黄斑前膜

最近、OCT検査が普及したため、黄斑前膜の発見が非常に簡単になりました。同時に、高齢者において黄斑前膜の頻度が著しく高いことも判ってきました。

従来、検眼鏡所見で「セロファン様黄斑」と称していたもののほとんどが、実は黄斑前膜であることが判りました。

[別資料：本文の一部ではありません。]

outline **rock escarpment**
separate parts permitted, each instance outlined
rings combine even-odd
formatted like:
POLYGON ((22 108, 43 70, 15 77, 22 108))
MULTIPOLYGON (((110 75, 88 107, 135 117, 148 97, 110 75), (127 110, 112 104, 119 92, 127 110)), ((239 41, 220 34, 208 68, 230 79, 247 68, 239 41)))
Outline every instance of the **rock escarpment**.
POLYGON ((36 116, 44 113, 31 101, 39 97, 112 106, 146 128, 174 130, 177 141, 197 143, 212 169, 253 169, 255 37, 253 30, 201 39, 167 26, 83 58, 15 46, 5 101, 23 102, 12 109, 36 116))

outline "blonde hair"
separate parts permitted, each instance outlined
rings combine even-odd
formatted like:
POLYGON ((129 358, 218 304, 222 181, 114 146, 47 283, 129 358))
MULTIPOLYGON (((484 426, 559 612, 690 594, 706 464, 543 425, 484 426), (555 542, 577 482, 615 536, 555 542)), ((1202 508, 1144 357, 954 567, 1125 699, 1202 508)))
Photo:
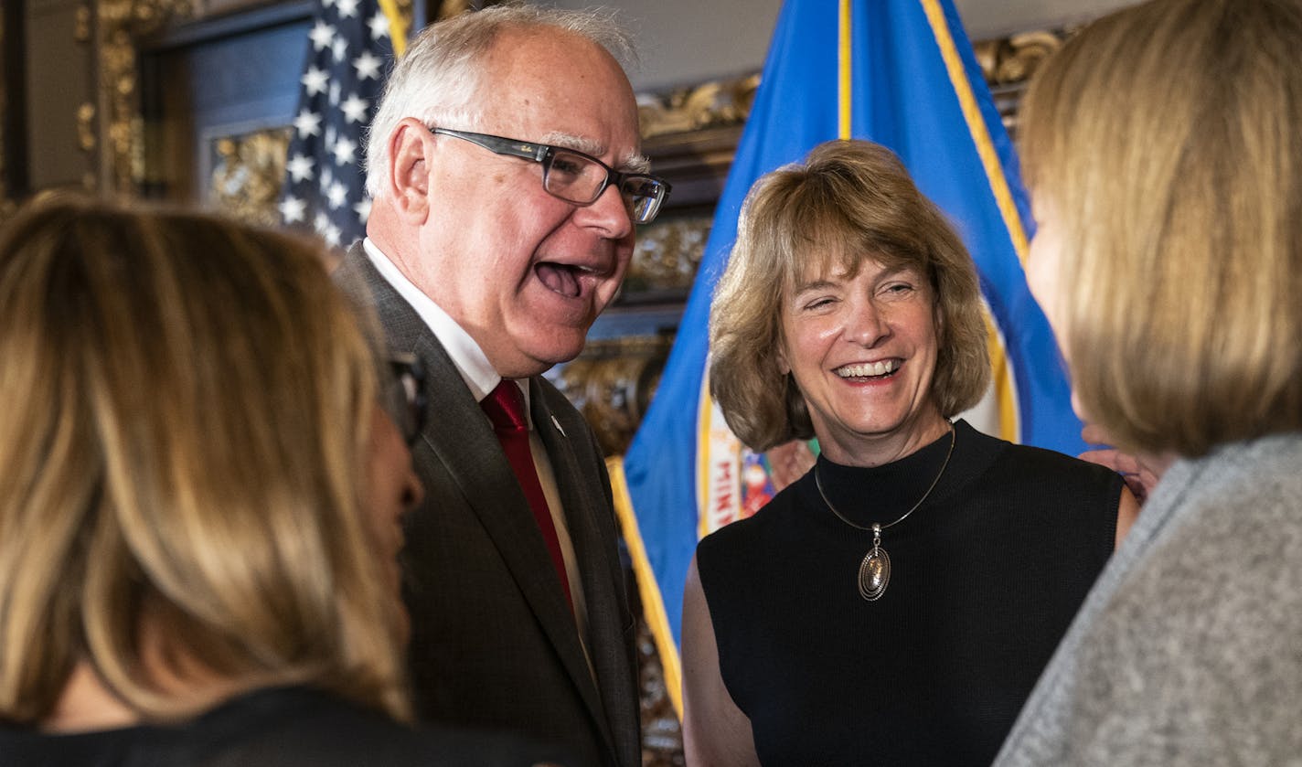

小生が卒後数年たった頃(??年前)、勤務していた新設の医大眼科では、カンファレンスで眼底写真をしらみつぶしに見ておりましたが、恩師のO教授は「これはセロファンやな、次」とおっしゃっていました。

とるにたらない所見の代表がセロファン膜と有髄神経線維(fibrae medullae)だったのです。

それからうん十年、眼科の中身は格段に進歩し、セロファン膜が実は黄斑前膜であり、写真で描写できるだけではなく、手術的に取り去ることも出きるようになったとはいえ、「取るに足らない」という事実が消える訳ではありません。

何が言いたいのかと申しますと、明らかな黄斑前膜であっても、(硝子体)手術適応があるとは限らないということです。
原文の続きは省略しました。